Symons: We have made a number of sales to people who moved away from a VMware-NetApp [combination], for example, to Gridstore with Hyper-V. They justify it very easily off of their license savings. And, of course, Hyper-V is packaged with Windows Server.
You've stated publicly that 2015 is the year all-flash arrays will gain significant traction. What makes you think so?
Symons: This is a change that I would not have expected a year ago, but I think we're going to see explosive growth in all-flash, compared to hybrid flash with spinning disk. I'm talking specifically for primary storage. I see two things happening: We're hitting the price tipping point where we can buy 960 GB eMLC solid-state drives [SSD] at very competitive prices. It's probably [approximately two times] the cost of spinning disk, but at two times it gets pretty interesting. When I look at one of our hyper-converged units with three nodes, the difference between a hybrid and an all-flash system in many cases can be $20,000 to $30,000 on a $100,000 system. If I can get all-flash for $30,000 more, I'm going to do it. The price delta for all-flash is narrowing.
This may be true for initial installation, but isn't the ongoing cost of replacing flash the bigger cost impediment?
Symons: The second thing is that the durability of flash is getting better and better. And honestly, the biggest issue you have today in a data center is replacing drives. I don't think replacing flash is going to be any worse than replacing spinning disk. The good news with SSDs is you don't have the mechanical side of it. You do have the wear, but this is where the technology for flash is moving rapidly.

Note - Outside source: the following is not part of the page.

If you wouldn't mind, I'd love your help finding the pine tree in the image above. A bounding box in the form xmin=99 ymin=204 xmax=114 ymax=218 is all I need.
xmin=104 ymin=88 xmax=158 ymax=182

Does Gridstore have plans to deliver a true all-flash array at some point?
Symons: We already deliver an all-flash hyper-converged platform. One of the key things about our hyper-converged [architecture] is that we enable you to scale storage separately from compute. We can do hybrid storage nodes if what you need is a lot of capacity. We're seeing hybrid become interesting for the Tier-2 storage and flash for Tier-1 storage.
Along the same line, what will drive Gridstore's product roadmap in 2015?
Symons: We've made the big bet on hyper-convergence. Another area where we'll focus a lot of effort this year is on what I call application-focused solutions. A lot of our customers are looking at doing SQL Server consolidation, so we'll do a lot of work with our partners, customers and our solutions team. Some of it will be around best practices, and some will be additional code to make sure we give features/functions for SQL Server consolidation that tie into the cloud as an extension for disaster recovery and other capabilities. Those workload-based solutions will be a key area for us this year.
Will this necessitate new software rollouts?
Symons: Some of it will be to continue driving automation and ease of deployment. It's not a core underlying technology, but more software add-ons to our infrastructure and feature set upgrades.
When can we expect the new releases?
Symons: The first part will come out in Q2, with more coming out in Q3. We are not planning any new hardware this year -- the existing Gridstore hyper-converged platform is still gaining traction.